8. The Filer qualifies as an "SEC foreign issuer" under National Instrument 71-102 Continuous Disclosure and Other Exemptions Relating to Foreign Issuers (NI 71-102) and relies on and complies with the exemptions from Canadian continuous disclosure requirements afforded to SEC foreign issuers under Part 4 of NI 71-102.
9. The Filer has made a good faith investigation to confirm the residency of the holders of its outstanding securities.
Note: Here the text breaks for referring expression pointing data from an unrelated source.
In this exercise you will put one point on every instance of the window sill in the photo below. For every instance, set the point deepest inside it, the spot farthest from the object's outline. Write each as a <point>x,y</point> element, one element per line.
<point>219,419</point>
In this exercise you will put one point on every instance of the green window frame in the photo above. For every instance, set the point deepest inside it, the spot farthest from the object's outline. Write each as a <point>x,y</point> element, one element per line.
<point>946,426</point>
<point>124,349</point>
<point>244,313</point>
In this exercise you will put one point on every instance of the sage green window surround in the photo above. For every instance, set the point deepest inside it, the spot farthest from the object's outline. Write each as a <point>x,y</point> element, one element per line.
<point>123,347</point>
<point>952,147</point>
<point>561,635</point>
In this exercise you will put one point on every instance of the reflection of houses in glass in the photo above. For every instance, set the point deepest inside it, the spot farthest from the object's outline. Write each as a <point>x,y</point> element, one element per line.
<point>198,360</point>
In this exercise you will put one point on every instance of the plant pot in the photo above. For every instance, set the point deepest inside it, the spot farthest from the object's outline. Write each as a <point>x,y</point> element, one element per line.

Based on this investigation, the Filer has concluded that residents in Canada: (a) do not directly or indirectly beneficially own more than 10% of the aggregate number of Securities; and (b) do not directly or indirectly comprise more than 10% of the aggregate number of beneficial holders of Securities.
10. None of the Securities are listed or posted for trading on any "marketplace" in Canada (as such term is defined in National Instrument 21-101 Marketplace Operation), and the Filer has no present intention to list the Securities on any stock exchange or market in Canada.
Each of the Decision Makers is satisfied that the decision meets the test set out in the Legislation for the Decision Maker to make the decision.
The decision of the Decision Makers under the Legislation is that the Exemption Sought is granted for so long as:
(a) residents of Canada do not directly or indirectly beneficially hold more than 10% of the aggregate number of outstanding Securities;
(b) residents of Canada do not directly or indirectly comprise more than 10% of the aggregate number of beneficial holders of Securities;
(c) residents of Canada do not directly or indirectly beneficially hold more than 10% of the aggregate outstanding number of any new class or series of securities issued by the Filer or any subsidiary thereof;
(d) residents of Canada do not directly or indirectly comprise more than 10% of the aggregate number of beneficial holders of any new class or series of securities issued by the Filer or any subsidiary thereof;
(e) the Filer is subject to and complies with the US Rules in connection with its oil and natural gas activities;
(f) the Filer issues in Canada, and files on SEDAR, a news release stating that it will provide the Oil and Gas Disclosure in accordance with the US Rules rather than in accordance with NI 51-101; and
(g) the Filer files the Oil and Gas Disclosure with the securities regulatory authority or regulator in each of the provinces of Canada as soon as practicable after the Oil and Gas Disclosure is filed pursuant to the US Rules.